CONCEPT Cited by 1 source
Lazy leaky bucket update¶
Definition¶
A lazy leaky bucket data structure avoids a dedicated background thread to drain buckets or evict idle buckets. Instead, both operations are amortised into the arrival path:
- Drain on read. On every bucket-read (i.e. every admission decision), the bucket re-computes its current debt level from the stored
last_update_timestamp,stored_debt, and the configureddrain_rate. No continuous draining happens between accesses. - Evict on insert. When a new bucket must be allocated (because a query maps to a budget with no existing bucket in shared memory), the data structure evicts either any bucket already at zero debt, or (if all buckets are non-empty) the bucket expected to reach zero debt soonest.
Neither operation requires a separate sweeper goroutine, thread, or wake-up timer. The maintenance cost is borne by the query-arrival traffic itself.
Why it matters¶
For a rate limiter operating inside a microsecond-budget admission path (see Traffic Control), per-bucket maintenance cost matters. Spawning a dedicated sweeper would add:
- CPU overhead for idle polling.
- Lock contention against the arrival path.
- Latency pauses if the sweeper coalesces work into periodic bursts.
Lazy update avoids all three. The shared-memory footprint is tunable to a fixed cap; when the cap is reached, insertion triggers eviction.
Source framing¶
From sources/2026-04-21-planetscale-behind-the-scenes-how-database-traffic-control-works:
"There is no periodic task that drains debt from all buckets. Instead, each bucket is updated only when read. There is also no periodic task to evict buckets with a debt level of zero. Instead, adding a new bucket to the table evicts any that have already emptied, or whichever bucket is expected to become empty soonest."
Composition with reverse leaky bucket¶
Lazy update and the reverse (debt-accumulating) bucket topology compose naturally. Because a bucket at zero debt in the reverse topology is semantically equivalent to "no bucket allocated," eviction-at-zero is safe — the next arrival re-allocates a fresh zero-debt bucket with identical rate-limit semantics. The classical (credit-draining) topology can't do this: a bucket at max credits is semantically different from "no bucket allocated" for a newly-arriving entity.
"Empty-soonest" eviction¶
When every bucket is non-empty, the source says eviction picks "whichever bucket is expected to become empty soonest." This is a linear prediction: expected_empty_at = now + current_debt / drain_rate. The bucket with the smallest expected_empty_at is chosen. This biases eviction toward buckets that would have been naturally evictable within the smallest lookahead window — a reasonable approximation that preserves active workload state.
Caveats¶
- Pathological arrival patterns. A workload that rotates through many high-drain buckets can evict each bucket before the next arrival to that bucket, losing accumulated debt and effectively skipping rate-limit enforcement. In practice Traffic Control sizes the shared-memory pool to the typical active-set size; pathological workloads are the cost model for exceeding it.

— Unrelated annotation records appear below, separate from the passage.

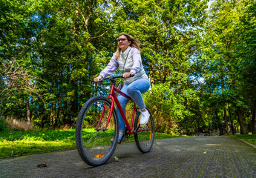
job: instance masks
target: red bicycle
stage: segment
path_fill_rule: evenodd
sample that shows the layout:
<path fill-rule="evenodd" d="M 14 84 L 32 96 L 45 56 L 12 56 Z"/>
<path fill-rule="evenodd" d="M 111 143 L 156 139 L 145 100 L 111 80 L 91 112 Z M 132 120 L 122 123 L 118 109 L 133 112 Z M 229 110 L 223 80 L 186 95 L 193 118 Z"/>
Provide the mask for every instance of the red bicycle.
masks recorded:
<path fill-rule="evenodd" d="M 76 144 L 77 151 L 87 164 L 93 166 L 105 163 L 113 155 L 117 144 L 119 121 L 115 105 L 120 111 L 126 127 L 125 134 L 129 138 L 134 134 L 136 145 L 142 153 L 148 152 L 154 138 L 154 126 L 150 111 L 148 122 L 140 125 L 140 112 L 131 97 L 115 88 L 116 78 L 111 76 L 101 79 L 109 80 L 111 84 L 108 97 L 96 96 L 88 100 L 82 108 L 76 125 Z M 115 93 L 124 96 L 132 102 L 133 111 L 131 124 L 127 119 Z M 114 139 L 113 142 L 111 141 Z"/>

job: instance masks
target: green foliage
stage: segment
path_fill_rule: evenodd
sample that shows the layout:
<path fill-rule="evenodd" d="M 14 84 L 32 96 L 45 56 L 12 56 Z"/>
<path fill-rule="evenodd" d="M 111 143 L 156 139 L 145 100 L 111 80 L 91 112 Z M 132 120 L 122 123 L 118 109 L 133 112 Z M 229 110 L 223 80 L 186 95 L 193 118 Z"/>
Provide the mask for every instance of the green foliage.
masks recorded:
<path fill-rule="evenodd" d="M 142 44 L 157 131 L 255 125 L 256 4 L 208 1 L 1 1 L 0 116 L 73 127 L 82 105 L 107 93 L 91 81 L 125 32 Z"/>
<path fill-rule="evenodd" d="M 234 134 L 235 137 L 237 137 L 240 139 L 243 139 L 251 144 L 256 145 L 256 135 L 241 135 L 241 134 Z"/>

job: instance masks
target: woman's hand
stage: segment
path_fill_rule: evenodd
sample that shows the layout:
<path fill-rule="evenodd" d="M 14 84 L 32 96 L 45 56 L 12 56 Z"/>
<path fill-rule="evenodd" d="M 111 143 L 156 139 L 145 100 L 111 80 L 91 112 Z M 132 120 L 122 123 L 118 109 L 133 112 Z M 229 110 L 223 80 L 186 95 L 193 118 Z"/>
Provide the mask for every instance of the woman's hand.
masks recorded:
<path fill-rule="evenodd" d="M 93 82 L 98 82 L 99 80 L 102 79 L 103 78 L 103 76 L 102 76 L 101 75 L 99 75 L 98 77 L 96 77 L 93 79 Z"/>
<path fill-rule="evenodd" d="M 125 73 L 123 74 L 123 77 L 124 77 L 125 79 L 128 79 L 128 78 L 130 78 L 130 77 L 131 77 L 131 76 L 134 76 L 134 73 Z"/>

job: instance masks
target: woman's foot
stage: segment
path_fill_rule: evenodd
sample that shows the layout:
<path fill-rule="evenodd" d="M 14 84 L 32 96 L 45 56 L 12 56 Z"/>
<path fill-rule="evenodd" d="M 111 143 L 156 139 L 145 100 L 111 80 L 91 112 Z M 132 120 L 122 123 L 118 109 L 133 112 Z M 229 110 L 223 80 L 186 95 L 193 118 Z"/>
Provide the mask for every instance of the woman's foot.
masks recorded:
<path fill-rule="evenodd" d="M 146 125 L 148 122 L 150 114 L 146 109 L 142 110 L 142 111 L 140 110 L 140 111 L 141 113 L 140 124 L 140 125 Z"/>
<path fill-rule="evenodd" d="M 122 132 L 119 132 L 119 134 L 118 135 L 118 139 L 117 143 L 121 143 L 122 142 L 125 141 L 125 136 Z M 114 142 L 114 138 L 111 139 L 111 142 Z"/>

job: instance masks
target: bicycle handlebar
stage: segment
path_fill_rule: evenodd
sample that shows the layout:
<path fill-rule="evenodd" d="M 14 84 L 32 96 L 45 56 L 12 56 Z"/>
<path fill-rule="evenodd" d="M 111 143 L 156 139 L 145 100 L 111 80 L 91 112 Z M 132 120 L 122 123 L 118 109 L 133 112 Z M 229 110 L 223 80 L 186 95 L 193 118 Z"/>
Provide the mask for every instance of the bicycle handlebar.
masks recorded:
<path fill-rule="evenodd" d="M 130 77 L 134 77 L 134 74 L 131 73 L 130 74 Z M 99 79 L 99 81 L 97 82 L 93 82 L 93 83 L 98 83 L 98 82 L 102 82 L 103 80 L 106 80 L 106 79 L 117 79 L 117 78 L 124 78 L 123 75 L 121 75 L 121 76 L 109 76 L 109 77 L 106 77 L 106 78 L 103 78 L 103 79 Z"/>

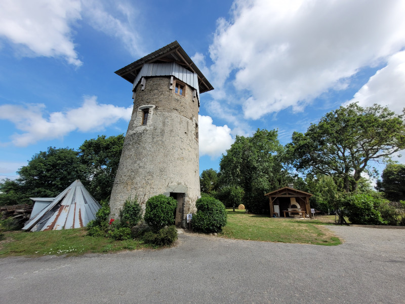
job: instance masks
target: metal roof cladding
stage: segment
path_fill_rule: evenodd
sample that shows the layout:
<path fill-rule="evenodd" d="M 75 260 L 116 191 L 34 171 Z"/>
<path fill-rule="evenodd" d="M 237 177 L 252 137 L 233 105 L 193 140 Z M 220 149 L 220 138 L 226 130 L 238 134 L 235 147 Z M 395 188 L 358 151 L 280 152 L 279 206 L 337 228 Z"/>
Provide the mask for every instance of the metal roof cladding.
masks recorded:
<path fill-rule="evenodd" d="M 95 219 L 101 207 L 77 179 L 30 218 L 22 230 L 34 232 L 84 227 Z"/>
<path fill-rule="evenodd" d="M 205 76 L 198 69 L 177 41 L 134 61 L 132 63 L 115 71 L 115 73 L 133 84 L 137 75 L 144 64 L 155 62 L 174 62 L 196 73 L 198 78 L 200 93 L 214 90 L 214 88 Z"/>

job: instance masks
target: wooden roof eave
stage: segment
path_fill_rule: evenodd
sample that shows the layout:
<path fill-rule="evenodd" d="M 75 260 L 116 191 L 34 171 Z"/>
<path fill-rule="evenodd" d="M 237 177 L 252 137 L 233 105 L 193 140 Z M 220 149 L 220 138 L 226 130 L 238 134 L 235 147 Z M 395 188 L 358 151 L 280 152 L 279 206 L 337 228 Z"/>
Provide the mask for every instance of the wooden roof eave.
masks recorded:
<path fill-rule="evenodd" d="M 136 77 L 137 70 L 145 63 L 151 63 L 156 60 L 177 62 L 178 63 L 187 66 L 193 72 L 196 73 L 200 83 L 199 84 L 200 93 L 214 90 L 211 84 L 177 41 L 134 61 L 115 71 L 115 73 L 129 82 L 133 83 Z"/>
<path fill-rule="evenodd" d="M 264 195 L 265 196 L 269 197 L 282 197 L 285 198 L 291 198 L 291 197 L 310 198 L 311 196 L 312 196 L 312 195 L 313 195 L 312 194 L 308 193 L 308 192 L 305 192 L 304 191 L 301 191 L 301 190 L 298 190 L 297 189 L 294 189 L 293 188 L 290 188 L 289 187 L 284 187 L 283 188 L 280 188 L 280 189 L 277 189 L 275 191 L 269 192 L 269 193 L 266 193 L 266 194 Z"/>

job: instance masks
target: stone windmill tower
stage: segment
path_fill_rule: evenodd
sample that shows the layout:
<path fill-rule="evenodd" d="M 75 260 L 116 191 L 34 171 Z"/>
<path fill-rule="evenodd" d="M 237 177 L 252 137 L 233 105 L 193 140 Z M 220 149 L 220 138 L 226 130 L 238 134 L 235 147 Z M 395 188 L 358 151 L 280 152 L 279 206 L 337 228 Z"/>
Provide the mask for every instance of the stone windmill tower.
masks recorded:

- Clock dependence. Lazy drain computes
debt_now = max(0, stored_debt - (now - last_update) × drain_rate). Worker-process clock skew across concurrent readers (if the hash table is sharded) must be tolerable. - Observability cost. There is no global "total bucket state" snapshot; any observability tool asking "what's the current debt of bucket X?" pays a drain-compute per read.
Seen in¶
- sources/2026-04-21-planetscale-behind-the-scenes-how-database-traffic-control-works — canonical wiki source. Reynolds canonicalises the pattern as the operational-simplicity answer to "how does Traffic Control's shared-memory footprint stay bounded without a sweeper thread?".